苦艾酒為何有如此大的魔力,令無數藝術家趨之若鶩?查了資料得知,苦艾是一種植物,從古埃及開始就作為藥草使用,直到十八世紀,瑞士的一名法籍醫生以苦艾為原料發明了第一款現代意義的苦艾酒,這個點燃了十九世紀歐洲文藝復興并將其推上了一個全新高度的綠火苗,是一種有茴芹茴香味的高濃度烈酒,芳香濃郁,口感清淡而略帶苦味,有一種天然的綠色,通常被稱為“綠仙子”,這個別名暗示了這種酒有催欲致幻的效果,故而在歐洲一些國家曾一度被禁。海明威在苦艾酒遭禁后,還曾從西班牙和古巴采購、囤積苦艾酒。海明威、王爾德、左拉、加繆、福樓拜、查爾斯·克羅斯、波德萊爾、莫泊桑、魏爾倫、蘭波等不少文學家都是苦艾酒的忠實追隨者。尤其在巴黎,苦艾酒成了藝術家們的首選。不論是印象派、后印象派,還是現代主義、超現實主義、立體主義,苦艾酒都在其中扮演了不可或缺的重要角色。

“一杯苦艾酒跟一輪落日有什么分別呢?”

單憑這一個比喻句,王爾德就寫出了大名鼎鼎的苦艾酒的沖擊力和刺激感,異質的詩句中散發著苦艾酒的清香。王爾德還有著從午后四時飲至凌晨三時也不會醉的酒量,從云端跌落到塵埃中的王爾德,唯有在苦艾酒的助力下,才能忘卻俗世施于他的非議與不公。苦艾酒給他帶來了無盡的創作靈感,以及截然不同的新世界:一杯苦艾酒之后,你見如所愿;兩杯之后,事與愿違,一切成了幻覺;酒過三巡,世間真相如實展現,而這才是最可怕的時刻。王爾德《道林·格雷的畫像》中的主角格雷可看作王爾德的雙影人,他終日沉溺于苦艾酒的迷幻中,踐行著王爾德憧憬的維多利亞時代的享樂主義。在王爾德的戲劇《莎樂美》里,莎樂美被囚在地牢中的約翰的聲音深深打動了,她不禁感嘆,“你的聲音就是我要喝的酒。”在海明威和王爾德心中,世間一切美好皆如酒。他甚至自稱,在忍受了那種仿佛被騾子踢了一腳的感覺后,就會獲得苦艾酒引起的幻覺性質的獎勵。這種美妙的感覺和繆塞的“人生不如戲劇,戲劇不如詩,詩不如十四行詩,十四行詩不如一杯酒”的慨嘆相得益彰。

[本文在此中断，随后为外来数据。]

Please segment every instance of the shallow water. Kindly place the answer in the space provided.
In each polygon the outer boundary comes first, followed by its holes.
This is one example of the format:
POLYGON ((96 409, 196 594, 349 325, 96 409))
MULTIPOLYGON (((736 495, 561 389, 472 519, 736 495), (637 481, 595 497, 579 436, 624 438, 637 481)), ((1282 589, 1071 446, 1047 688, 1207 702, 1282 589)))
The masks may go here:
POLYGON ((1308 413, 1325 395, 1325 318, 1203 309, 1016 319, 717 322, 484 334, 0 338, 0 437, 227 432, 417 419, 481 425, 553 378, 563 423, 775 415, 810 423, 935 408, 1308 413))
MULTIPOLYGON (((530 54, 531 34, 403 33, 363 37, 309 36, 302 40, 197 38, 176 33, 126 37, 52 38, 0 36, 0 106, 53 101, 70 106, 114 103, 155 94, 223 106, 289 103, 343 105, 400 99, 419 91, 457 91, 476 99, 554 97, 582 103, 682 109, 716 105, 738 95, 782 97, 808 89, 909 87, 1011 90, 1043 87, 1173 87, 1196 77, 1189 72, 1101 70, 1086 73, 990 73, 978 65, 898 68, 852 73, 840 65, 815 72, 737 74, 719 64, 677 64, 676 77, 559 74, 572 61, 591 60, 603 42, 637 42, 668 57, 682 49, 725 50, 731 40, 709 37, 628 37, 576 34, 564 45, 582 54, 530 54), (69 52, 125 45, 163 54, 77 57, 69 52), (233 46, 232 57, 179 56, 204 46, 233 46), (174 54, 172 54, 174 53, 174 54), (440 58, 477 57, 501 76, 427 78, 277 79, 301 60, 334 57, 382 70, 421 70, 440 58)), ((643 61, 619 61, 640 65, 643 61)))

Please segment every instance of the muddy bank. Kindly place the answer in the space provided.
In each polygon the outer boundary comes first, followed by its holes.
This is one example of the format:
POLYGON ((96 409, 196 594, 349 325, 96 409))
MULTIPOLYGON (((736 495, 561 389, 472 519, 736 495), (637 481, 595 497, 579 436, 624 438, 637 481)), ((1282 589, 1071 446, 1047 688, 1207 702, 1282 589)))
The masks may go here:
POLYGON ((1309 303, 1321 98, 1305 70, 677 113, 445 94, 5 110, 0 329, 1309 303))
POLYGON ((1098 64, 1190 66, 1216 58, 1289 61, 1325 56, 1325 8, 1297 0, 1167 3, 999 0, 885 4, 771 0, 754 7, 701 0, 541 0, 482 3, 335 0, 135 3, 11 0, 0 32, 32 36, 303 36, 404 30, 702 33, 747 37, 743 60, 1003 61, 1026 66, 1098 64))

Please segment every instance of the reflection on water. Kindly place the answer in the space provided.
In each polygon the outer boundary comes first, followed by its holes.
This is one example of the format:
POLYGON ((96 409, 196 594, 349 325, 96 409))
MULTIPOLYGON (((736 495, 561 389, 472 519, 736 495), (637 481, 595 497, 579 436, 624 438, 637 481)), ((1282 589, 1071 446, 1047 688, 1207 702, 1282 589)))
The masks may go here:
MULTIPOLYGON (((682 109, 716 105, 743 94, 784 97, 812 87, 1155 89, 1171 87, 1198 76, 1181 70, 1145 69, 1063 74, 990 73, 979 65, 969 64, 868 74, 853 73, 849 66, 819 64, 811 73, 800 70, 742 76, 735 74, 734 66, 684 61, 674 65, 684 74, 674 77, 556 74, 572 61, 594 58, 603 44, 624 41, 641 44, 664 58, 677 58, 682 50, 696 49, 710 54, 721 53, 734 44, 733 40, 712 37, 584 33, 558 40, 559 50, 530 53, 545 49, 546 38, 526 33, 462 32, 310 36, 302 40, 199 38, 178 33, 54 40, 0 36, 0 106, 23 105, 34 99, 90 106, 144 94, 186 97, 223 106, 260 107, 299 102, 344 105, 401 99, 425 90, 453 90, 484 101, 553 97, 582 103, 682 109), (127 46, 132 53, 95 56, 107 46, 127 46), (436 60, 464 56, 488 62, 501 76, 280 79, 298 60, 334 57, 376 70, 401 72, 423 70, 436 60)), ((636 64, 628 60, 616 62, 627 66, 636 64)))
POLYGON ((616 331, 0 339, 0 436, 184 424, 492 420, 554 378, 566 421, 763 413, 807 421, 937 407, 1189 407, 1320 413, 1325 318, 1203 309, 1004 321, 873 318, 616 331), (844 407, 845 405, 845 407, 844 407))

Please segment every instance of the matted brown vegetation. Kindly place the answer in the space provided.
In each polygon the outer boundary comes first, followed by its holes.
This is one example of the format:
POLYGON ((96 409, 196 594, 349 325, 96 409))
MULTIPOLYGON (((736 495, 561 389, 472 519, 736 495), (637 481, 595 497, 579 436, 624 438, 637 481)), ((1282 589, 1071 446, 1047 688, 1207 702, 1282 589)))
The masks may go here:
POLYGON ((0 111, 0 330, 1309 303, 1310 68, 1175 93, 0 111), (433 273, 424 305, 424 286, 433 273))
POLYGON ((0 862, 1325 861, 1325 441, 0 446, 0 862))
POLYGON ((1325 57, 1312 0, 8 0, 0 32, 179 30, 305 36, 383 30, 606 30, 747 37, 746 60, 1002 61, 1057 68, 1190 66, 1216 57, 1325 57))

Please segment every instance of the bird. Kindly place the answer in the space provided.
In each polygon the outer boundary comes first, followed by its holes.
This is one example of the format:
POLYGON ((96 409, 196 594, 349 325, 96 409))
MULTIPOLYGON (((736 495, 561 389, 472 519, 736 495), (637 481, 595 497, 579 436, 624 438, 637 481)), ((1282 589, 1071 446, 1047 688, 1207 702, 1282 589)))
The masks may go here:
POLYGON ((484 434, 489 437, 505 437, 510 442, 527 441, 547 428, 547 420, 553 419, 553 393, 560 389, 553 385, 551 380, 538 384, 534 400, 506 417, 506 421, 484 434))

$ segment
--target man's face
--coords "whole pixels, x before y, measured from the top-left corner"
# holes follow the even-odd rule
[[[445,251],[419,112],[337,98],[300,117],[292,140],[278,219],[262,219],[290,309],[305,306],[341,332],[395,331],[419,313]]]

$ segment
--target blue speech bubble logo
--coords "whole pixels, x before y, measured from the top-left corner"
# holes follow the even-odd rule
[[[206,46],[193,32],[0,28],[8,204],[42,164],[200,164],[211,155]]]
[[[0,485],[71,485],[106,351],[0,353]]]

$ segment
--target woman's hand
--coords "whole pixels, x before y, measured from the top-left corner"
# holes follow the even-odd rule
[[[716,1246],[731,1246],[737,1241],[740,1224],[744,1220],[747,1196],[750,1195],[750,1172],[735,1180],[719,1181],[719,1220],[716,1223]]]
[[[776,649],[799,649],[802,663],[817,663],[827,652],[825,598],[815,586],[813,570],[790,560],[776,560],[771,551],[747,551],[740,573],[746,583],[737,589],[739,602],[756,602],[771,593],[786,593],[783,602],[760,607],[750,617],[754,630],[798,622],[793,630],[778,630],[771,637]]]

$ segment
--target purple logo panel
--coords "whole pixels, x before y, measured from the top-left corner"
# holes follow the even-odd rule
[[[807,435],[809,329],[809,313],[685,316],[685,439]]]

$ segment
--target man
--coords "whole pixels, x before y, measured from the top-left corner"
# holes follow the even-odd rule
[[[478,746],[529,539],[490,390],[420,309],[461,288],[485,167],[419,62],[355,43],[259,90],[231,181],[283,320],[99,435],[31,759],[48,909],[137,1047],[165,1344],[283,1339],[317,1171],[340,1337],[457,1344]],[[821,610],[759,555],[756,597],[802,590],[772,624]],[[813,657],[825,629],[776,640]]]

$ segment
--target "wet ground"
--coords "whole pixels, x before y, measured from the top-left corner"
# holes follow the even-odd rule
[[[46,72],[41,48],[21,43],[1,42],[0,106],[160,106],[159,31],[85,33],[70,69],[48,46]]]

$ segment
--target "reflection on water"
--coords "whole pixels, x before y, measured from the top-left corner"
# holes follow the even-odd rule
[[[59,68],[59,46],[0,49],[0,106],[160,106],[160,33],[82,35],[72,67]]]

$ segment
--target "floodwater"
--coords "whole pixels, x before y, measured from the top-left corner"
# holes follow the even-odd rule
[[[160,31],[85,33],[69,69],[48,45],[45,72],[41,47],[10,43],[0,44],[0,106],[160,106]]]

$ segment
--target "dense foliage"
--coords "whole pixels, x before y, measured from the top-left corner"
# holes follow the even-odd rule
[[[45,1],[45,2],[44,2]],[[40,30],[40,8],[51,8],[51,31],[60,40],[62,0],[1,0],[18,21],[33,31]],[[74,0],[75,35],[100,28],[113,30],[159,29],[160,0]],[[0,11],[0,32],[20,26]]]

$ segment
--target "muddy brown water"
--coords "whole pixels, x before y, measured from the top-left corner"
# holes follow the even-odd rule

早慧詩人蘭波,十七歲乘醉舟奔赴巴黎,臨終前,枕頭下還藏著苦艾酒,而魏爾倫帶他喝的第一頓酒就是苦艾酒。蘭波的傳記作者說,這位放蕩不羈的象征主義詩人把苦艾酒看作一種藝術工具。“歷經漫長、巨大的感官的混亂狀態,一個詩人能夠成為一個預言家。而苦艾酒,以及它的致幻作用,可以實現這一點。”蘭波宣稱。魏爾倫的自畫像以及他畫作中的蘭波常常坐在酒館里,與一杯苦艾酒愁容相對。

苦艾酒的微妙之處是,它能夠誘惑出作家們在正常狀態下很難喚醒的潛意識中的自我。可在一些正統人士的眼里,苦艾酒化學成分可疑,令人上癮,對人精神上有強烈的麻痹和刺激,是“綠魔鬼”。一生從未離開過苦艾酒的波德萊爾在《惡之花》里,將苦艾酒看作毒藥,甚至認為它恐怖的魔力要排在鴉片之前,這綠色扭曲的池水,“令人感到頭暈目眩,軟弱無力”,直將人“推向死亡的岸邊”。福樓拜也曾說它,“強烈的毒藥,喝下一杯,你就會死去。記者們會邊喝它邊寫稿。”

然而,不可否認的是,苦艾酒在人類文化史上的地位無其他酒可代替。若沒有苦艾酒這種神秘酒精的激發,今天的我們怎么會欣賞到如此之多的曠世之作?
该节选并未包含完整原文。